My friend Joe. Uses olive oil. His wine is always oxidised.


----------



## djrockinsteve (Sep 23, 2011)

If you max out your wine in your carboy to the knuckle and airlock it immediately the co2 will escape from the wine and lay on top of the wine (CO2 heavier than air) and help to protect your wine.

Some folks use argon gas. A quick shot in the carboy will lay underneath the CO2 and prevent oxidation.

Caution. If you breath in argon gas you run a huge risk of suffocating yourself. The gas will settle in the bottom of your lungs and you will not be able to get oxygen.


----------



## DasK (Sep 23, 2011)

djrockinsteve said:


> Caution. If you breath in argon gas you run a huge risk of suffocating yourself. The gas will settle in the bottom of your lungs and you will not be able to get oxygen.



Gah, that sounds worse than drowning!

So what do you do? Hang upside down?


----------



## djrockinsteve (Sep 23, 2011)

YES if you want to live. Exhale completely and inhale deeply. Repeat. 
Knowledge can save your life.


----------



## joea132 (Sep 23, 2011)

djrockinsteve said:


> Caution. If you breath in argon gas you run a huge risk of suffocating yourself. The gas will settle in the bottom of your lungs and you will not be able to get oxygen.



I don't mean to blow up your spot but this is completely untrue. Argon is heavier than air but the turbulent nature of air transfer in and out of the lungs effectively mixes gases during exhalation and will not drown you. Drowning inside yourself is an urban legend. No offense.

As a disclaimer if you have a leak it could settle to the bottom of the floor in your basement and could cause an oxygen deficient atmosphere close to the ground.
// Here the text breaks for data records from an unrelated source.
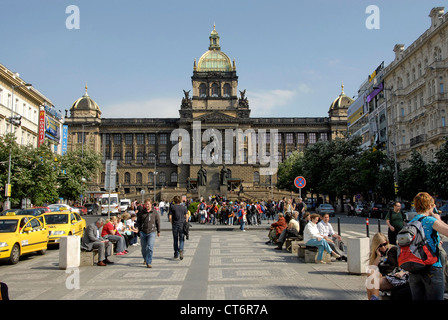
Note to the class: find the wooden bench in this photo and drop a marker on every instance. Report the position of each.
(291, 244)
(89, 258)
(311, 255)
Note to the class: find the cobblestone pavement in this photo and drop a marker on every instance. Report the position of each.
(217, 265)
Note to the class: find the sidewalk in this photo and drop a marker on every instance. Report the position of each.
(220, 263)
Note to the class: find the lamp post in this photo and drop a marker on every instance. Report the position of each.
(11, 121)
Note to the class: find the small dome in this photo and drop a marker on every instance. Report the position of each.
(214, 59)
(85, 103)
(342, 101)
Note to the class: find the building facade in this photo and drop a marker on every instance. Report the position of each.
(40, 122)
(415, 85)
(214, 133)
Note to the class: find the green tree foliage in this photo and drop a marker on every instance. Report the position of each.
(36, 173)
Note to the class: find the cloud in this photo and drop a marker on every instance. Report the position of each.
(153, 108)
(269, 102)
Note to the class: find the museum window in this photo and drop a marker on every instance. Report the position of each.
(127, 178)
(256, 177)
(152, 157)
(202, 90)
(128, 157)
(80, 137)
(117, 138)
(163, 138)
(323, 136)
(162, 178)
(152, 138)
(138, 178)
(163, 157)
(301, 138)
(215, 90)
(174, 177)
(227, 90)
(128, 138)
(139, 157)
(140, 138)
(312, 138)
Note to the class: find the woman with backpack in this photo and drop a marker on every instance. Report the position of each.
(429, 284)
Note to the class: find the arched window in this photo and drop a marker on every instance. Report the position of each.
(162, 178)
(152, 157)
(163, 157)
(256, 177)
(139, 157)
(227, 90)
(138, 178)
(215, 90)
(128, 157)
(202, 90)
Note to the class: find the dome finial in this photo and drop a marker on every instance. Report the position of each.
(86, 95)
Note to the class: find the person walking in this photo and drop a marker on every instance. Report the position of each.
(394, 221)
(149, 227)
(429, 284)
(178, 216)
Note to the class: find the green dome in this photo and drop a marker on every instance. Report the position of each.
(214, 60)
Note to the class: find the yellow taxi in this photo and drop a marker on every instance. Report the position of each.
(21, 235)
(63, 223)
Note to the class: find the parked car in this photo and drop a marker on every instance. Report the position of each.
(62, 207)
(443, 211)
(359, 210)
(21, 235)
(82, 210)
(410, 214)
(378, 210)
(125, 204)
(63, 223)
(4, 213)
(92, 208)
(325, 208)
(32, 211)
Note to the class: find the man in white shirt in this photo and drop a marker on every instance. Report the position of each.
(292, 230)
(333, 239)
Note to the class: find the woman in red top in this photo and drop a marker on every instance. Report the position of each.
(111, 233)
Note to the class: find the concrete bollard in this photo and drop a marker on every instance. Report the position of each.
(69, 252)
(358, 254)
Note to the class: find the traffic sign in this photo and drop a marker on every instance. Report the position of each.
(300, 182)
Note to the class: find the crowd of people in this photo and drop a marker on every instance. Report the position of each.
(290, 219)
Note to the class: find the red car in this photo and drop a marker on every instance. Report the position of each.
(82, 210)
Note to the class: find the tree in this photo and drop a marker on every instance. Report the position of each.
(414, 179)
(438, 173)
(76, 170)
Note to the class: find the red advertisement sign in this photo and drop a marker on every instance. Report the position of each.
(41, 127)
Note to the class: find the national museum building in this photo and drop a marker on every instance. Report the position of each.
(214, 134)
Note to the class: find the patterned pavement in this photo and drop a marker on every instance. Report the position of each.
(217, 265)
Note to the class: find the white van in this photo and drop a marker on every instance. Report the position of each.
(125, 204)
(114, 204)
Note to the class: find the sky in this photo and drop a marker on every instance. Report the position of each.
(137, 56)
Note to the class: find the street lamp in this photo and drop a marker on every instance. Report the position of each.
(394, 143)
(82, 139)
(12, 120)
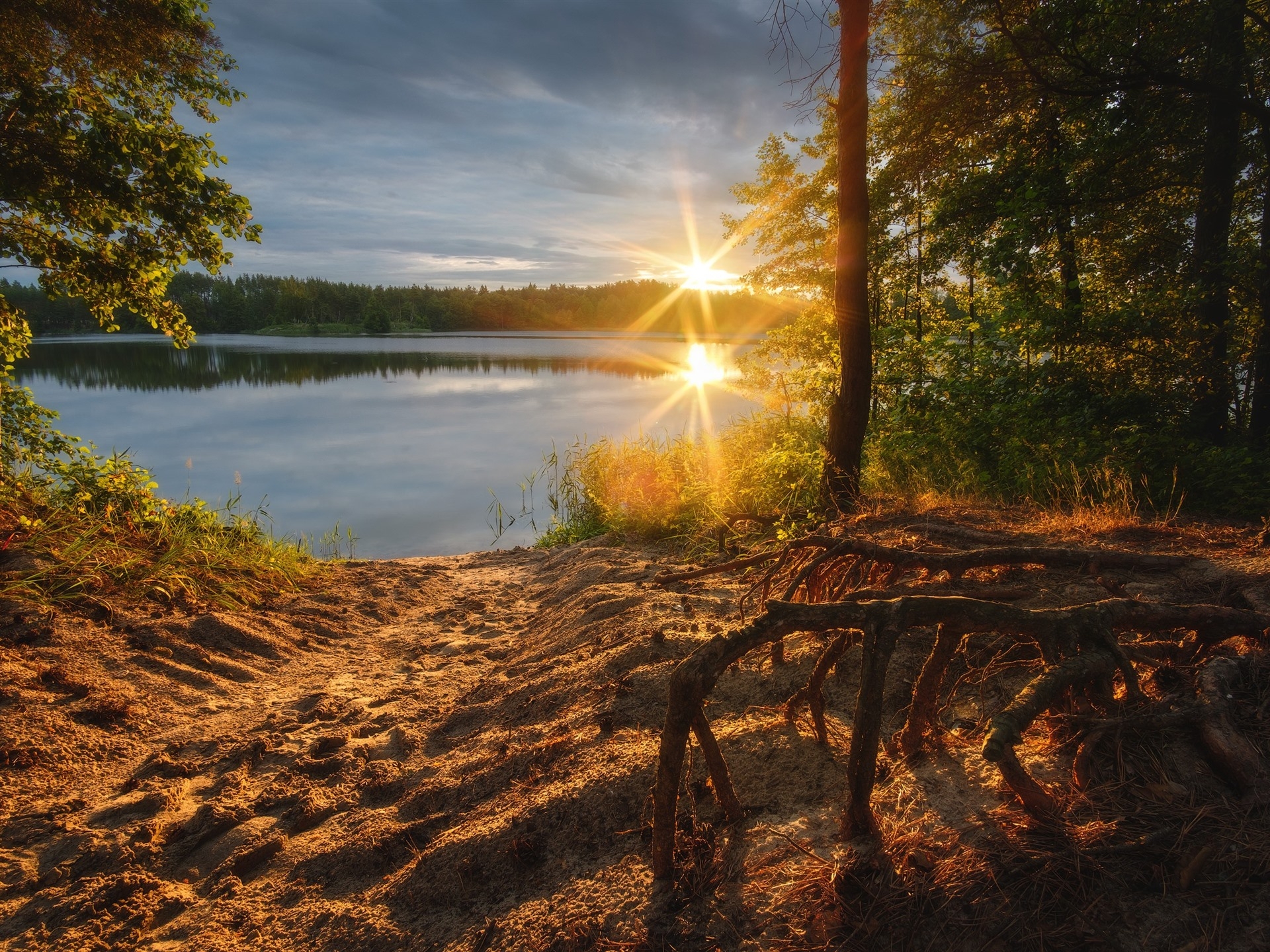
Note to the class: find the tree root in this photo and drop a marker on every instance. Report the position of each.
(719, 777)
(1075, 641)
(926, 690)
(813, 692)
(952, 563)
(1231, 753)
(1007, 728)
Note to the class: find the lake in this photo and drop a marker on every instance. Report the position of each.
(399, 438)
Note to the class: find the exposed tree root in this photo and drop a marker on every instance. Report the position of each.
(1231, 753)
(813, 692)
(952, 563)
(926, 691)
(719, 778)
(1079, 645)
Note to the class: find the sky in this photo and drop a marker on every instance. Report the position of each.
(494, 141)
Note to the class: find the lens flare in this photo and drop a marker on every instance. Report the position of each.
(701, 370)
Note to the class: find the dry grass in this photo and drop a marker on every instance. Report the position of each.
(56, 554)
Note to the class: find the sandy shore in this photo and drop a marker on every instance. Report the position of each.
(456, 753)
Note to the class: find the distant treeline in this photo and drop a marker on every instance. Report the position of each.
(257, 302)
(125, 366)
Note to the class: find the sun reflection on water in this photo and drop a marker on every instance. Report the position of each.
(701, 368)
This kind of situation would be dangerous for toddlers given the right circumstances being that they are close to the ground.


----------



## joea132 (Sep 23, 2011)

And yes I agree that air-locking and using reasonable doses of K meta is much more effective than oil. Although it does sound ideal on paper! PS I also use argon in all of my wines.


----------



## djrockinsteve (Sep 23, 2011)

Well it pays to research and not go by what someone else has told me. You are correct as long as you are getting oxygen in your lungs.

Thanks


----------



## vacuumpumpman (Sep 24, 2011)

Thanks for all the replys, If it sound too good to be true it proubly is not true !

steve


----------



## merlin (Sep 27, 2011)

I was also wondering about using Co2. O have a small tank I use for beer. So I were to put it on top of the wine in my tank, would it be useful? If so, how much is enough?


----------



## ibglowin (Sep 27, 2011)

Inert gas (including Argon) is good for short term solution of sorts. You want to always top off long term. Gently flow the gas into the headspace in order to layer the gas on top of the wine. You can use a long butane lighter as a quick test. Light the lighter, then insert the tip down into the headspace and if the flame goes out your generally good to go.


----------